For Indonesian audiences, there is another layer to all of this. Nusantara Beat are not selling “Indonesia in Europe” as a postcard. They are making a contemporary band sound in Amsterdam and treating Indonesian source material as something that can still generate new work. Language, phrasing, older pop sensibilities, fragments of folk melody all of that appears in their songs, and it circulates. You can hear similar energy in other Indonesian groups like Ali, a Jakarta funk/disco trio that blends 1970s grooves with Middle Eastern-influenced rhythms and has carried that hybrid sound onto international stages.

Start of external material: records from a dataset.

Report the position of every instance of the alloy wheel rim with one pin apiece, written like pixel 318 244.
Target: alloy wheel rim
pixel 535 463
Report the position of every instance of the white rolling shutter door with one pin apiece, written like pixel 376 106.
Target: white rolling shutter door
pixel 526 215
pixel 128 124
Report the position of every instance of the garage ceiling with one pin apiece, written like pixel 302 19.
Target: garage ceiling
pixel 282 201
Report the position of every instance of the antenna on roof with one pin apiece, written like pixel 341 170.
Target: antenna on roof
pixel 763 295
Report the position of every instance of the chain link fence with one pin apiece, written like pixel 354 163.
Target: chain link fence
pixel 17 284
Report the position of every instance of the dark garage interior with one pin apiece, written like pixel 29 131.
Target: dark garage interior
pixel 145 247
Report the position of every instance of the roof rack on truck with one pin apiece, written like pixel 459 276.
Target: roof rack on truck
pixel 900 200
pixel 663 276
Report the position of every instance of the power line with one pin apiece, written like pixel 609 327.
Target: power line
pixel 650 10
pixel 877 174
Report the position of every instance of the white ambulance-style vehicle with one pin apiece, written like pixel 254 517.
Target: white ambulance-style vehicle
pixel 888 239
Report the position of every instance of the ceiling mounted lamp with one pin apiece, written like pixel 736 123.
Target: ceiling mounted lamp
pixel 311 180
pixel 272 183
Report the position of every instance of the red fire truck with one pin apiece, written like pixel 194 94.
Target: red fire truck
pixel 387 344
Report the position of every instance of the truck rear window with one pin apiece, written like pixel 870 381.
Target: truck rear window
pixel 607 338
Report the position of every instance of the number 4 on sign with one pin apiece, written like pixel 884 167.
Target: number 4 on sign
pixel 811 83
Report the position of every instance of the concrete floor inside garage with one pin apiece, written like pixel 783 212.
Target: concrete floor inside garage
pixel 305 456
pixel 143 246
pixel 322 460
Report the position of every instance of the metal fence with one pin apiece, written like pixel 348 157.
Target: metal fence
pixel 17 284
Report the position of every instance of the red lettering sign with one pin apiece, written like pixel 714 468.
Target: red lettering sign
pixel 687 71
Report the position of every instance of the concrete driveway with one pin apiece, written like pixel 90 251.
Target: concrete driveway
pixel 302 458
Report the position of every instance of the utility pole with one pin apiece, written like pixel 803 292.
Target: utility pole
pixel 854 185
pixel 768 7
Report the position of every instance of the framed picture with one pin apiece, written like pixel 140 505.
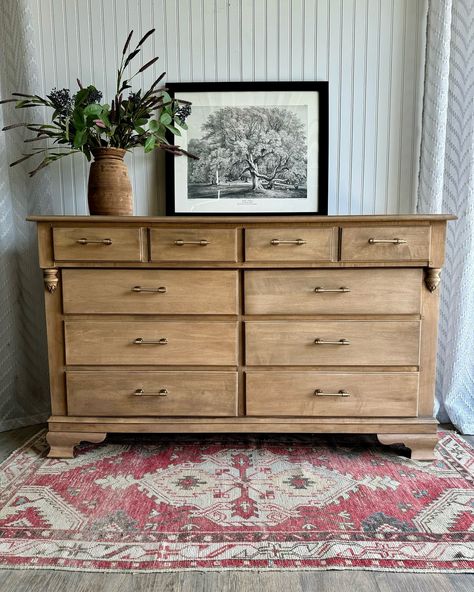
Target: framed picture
pixel 262 148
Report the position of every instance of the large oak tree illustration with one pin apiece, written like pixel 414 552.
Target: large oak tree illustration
pixel 261 145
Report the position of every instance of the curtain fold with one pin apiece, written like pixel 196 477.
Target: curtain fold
pixel 24 388
pixel 446 184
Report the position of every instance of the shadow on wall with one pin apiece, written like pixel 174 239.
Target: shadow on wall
pixel 24 384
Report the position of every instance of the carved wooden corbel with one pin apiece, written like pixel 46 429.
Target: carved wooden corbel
pixel 51 279
pixel 432 278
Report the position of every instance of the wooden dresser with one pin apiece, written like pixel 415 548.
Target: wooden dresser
pixel 262 324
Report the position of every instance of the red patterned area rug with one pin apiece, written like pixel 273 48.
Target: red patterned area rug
pixel 165 503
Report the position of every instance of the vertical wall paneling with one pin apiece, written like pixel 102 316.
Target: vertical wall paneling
pixel 384 107
pixel 359 89
pixel 370 160
pixel 371 51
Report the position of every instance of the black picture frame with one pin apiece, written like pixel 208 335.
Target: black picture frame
pixel 185 90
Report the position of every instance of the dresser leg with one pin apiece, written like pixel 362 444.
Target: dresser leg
pixel 422 445
pixel 62 443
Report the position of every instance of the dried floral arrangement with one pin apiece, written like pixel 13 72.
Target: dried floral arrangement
pixel 81 123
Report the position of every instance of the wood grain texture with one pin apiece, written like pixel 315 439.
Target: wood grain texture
pixel 376 343
pixel 355 245
pixel 185 292
pixel 222 244
pixel 276 333
pixel 369 394
pixel 274 221
pixel 374 291
pixel 110 342
pixel 318 244
pixel 164 393
pixel 125 244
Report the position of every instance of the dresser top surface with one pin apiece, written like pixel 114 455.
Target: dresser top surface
pixel 413 218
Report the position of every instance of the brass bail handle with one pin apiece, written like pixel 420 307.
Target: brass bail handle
pixel 276 241
pixel 87 241
pixel 340 290
pixel 387 241
pixel 341 393
pixel 319 341
pixel 160 393
pixel 159 290
pixel 141 341
pixel 201 243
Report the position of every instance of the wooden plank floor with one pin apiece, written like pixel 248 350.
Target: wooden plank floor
pixel 12 580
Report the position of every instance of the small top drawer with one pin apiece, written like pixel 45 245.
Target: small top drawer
pixel 97 244
pixel 291 244
pixel 385 243
pixel 193 244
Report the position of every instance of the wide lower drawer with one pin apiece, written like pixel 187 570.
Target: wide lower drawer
pixel 193 244
pixel 97 244
pixel 144 394
pixel 291 244
pixel 386 243
pixel 183 343
pixel 333 291
pixel 324 394
pixel 149 291
pixel 330 343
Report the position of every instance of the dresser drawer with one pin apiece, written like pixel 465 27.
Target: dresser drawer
pixel 97 244
pixel 210 394
pixel 149 291
pixel 331 343
pixel 212 343
pixel 333 291
pixel 386 243
pixel 291 244
pixel 193 244
pixel 324 394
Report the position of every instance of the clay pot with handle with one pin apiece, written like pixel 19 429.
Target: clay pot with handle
pixel 109 191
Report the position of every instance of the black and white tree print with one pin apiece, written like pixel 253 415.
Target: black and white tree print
pixel 250 152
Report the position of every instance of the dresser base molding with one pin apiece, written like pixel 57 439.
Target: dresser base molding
pixel 419 434
pixel 62 443
pixel 421 445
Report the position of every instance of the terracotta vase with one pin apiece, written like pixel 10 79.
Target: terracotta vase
pixel 109 190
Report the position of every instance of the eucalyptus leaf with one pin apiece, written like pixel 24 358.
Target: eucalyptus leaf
pixel 150 143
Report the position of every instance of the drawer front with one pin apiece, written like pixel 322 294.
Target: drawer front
pixel 345 343
pixel 386 243
pixel 324 394
pixel 149 291
pixel 212 343
pixel 188 244
pixel 333 291
pixel 290 244
pixel 97 244
pixel 156 394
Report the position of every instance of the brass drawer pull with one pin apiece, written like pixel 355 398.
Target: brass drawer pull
pixel 141 341
pixel 319 341
pixel 318 290
pixel 160 290
pixel 142 393
pixel 277 241
pixel 341 393
pixel 86 241
pixel 387 241
pixel 201 243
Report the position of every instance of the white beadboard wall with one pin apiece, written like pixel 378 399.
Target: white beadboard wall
pixel 371 51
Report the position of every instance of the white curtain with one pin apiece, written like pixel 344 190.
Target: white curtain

Nusantara Beat at TivoliVredenburg, Utrecht. (Image via Teuku Reza Fadeli)

Nusantara Beat at TivoliVredenburg, Utrecht. (Image via Teuku Reza Fadeli)
Live, you realise why this matters. A record can map out influences on paper; a concert tests how those influences hold up in real time with real people. In Utrecht, the groove stayed steady, the melodies travelled, and the audience responded less like a group assembled to consume “world music” and more like people who had found something they could move with.
I went because I missed a story. I left feeling like I had finally caught up with something that has been forming for a while: a band turning diaspora memory into dance music, without apologising for the mix. They have already brought that sound to Yogyakarta, at Universitas Gadjah Mada, and to Jakarta, at Erasmus Huis, in 2024; with any luck, it will keep circling back to Indonesia and meet listeners who bring their own archives of “Djanger”, their own street memories of becak rides, their own sense of what counts as old, new, or “ours”, perhaps? With that in mind, we wait and see what the next chapter sounds like.